The functions of the Commission are to promote and advance respect for human rights in Ontario, to protect human rights in Ontario and, recognizing that it is in the public interest to do so and that it is the Commission’s duty to protect the public interest, to identify and promote the elimination of discriminatory practices...
11. In fulfillment of this mandate, the Commission has frequently been granted intervenor status at all levels of court and before administrative tribunals, bringing to these various proceedings its experience and expertise on a number of issues, including issues of competing rights.
- For example, the Commission has intervened at the Supreme Court of Canada in a trilogy of noteworthy religious accommodation cases over the past five years:
- In Amselem, orthodox Jewish residents of a Montreal condominium wanted to build a succah, or religious hut, on their balconies during the annual nine-day religious festival of Succot. Other condominium owners claimed that this religious belief conflicted with their right to peaceful enjoyment and free disposition of property under the Quebec Charter of Human Rights and Freedoms;
Syndicat Northcrest v. Amselem  2 S.C.R. 551.

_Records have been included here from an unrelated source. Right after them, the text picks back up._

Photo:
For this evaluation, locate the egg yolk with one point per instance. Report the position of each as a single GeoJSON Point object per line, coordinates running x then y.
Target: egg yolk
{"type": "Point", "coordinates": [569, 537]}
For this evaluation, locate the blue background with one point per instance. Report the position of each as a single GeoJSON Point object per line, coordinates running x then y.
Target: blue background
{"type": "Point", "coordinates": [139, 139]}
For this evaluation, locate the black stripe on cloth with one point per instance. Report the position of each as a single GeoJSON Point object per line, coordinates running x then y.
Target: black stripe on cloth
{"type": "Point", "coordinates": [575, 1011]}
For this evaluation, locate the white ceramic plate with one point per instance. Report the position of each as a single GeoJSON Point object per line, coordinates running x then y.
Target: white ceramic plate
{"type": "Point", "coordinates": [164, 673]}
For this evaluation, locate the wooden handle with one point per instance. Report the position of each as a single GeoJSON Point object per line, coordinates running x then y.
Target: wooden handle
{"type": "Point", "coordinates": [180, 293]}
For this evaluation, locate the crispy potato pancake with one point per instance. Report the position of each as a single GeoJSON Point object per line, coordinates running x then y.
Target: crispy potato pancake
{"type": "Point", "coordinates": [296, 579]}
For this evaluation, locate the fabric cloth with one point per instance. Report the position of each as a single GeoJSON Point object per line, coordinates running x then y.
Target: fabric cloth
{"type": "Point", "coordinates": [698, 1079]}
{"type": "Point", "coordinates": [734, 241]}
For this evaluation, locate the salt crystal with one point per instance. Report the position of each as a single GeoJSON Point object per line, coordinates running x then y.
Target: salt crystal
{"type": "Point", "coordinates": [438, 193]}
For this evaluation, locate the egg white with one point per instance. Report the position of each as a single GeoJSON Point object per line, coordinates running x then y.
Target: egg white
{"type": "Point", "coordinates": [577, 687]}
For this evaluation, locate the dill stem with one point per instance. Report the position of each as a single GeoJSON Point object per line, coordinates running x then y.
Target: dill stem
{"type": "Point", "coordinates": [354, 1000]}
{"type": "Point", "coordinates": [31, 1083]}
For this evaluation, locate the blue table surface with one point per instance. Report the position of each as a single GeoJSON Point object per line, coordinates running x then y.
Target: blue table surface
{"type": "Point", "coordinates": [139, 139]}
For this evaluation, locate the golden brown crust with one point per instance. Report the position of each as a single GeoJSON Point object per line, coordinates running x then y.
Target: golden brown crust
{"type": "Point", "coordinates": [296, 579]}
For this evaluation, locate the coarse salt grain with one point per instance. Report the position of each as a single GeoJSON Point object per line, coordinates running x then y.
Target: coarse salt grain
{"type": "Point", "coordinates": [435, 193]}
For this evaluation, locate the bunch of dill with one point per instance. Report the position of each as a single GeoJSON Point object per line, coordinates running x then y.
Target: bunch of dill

- In Multani, a Sikh youth sincerely believed that he was required to carry his kirpan, or religious dagger, at all times, including at school, albeit in a discrete and restricted fashion. This religious belief was in conflict with the school’s safety concerns regarding weapons on school property;
Multani v. Commission Scolaire Marguerite-Bourgeoys  1 S.C.R. 256.
- In Hutterian Bretheren, members of a Christian religious group sincerely believed that having their photograph voluntarily taken violated the Bible’s second commandment against idoltry and was a sin. This religious belief competed against Alberta’s security concerns in preventing identity theft, fraud and other misconduct through the use of a mandatory photo requirement on driver’s licences.
Her Majesty the Queen in Right of the Province of Alberta v. Hutterian Brethren of Wilson Colony and Hutterian Brethren Church of Wilson Colony, 2007 ABCA 160.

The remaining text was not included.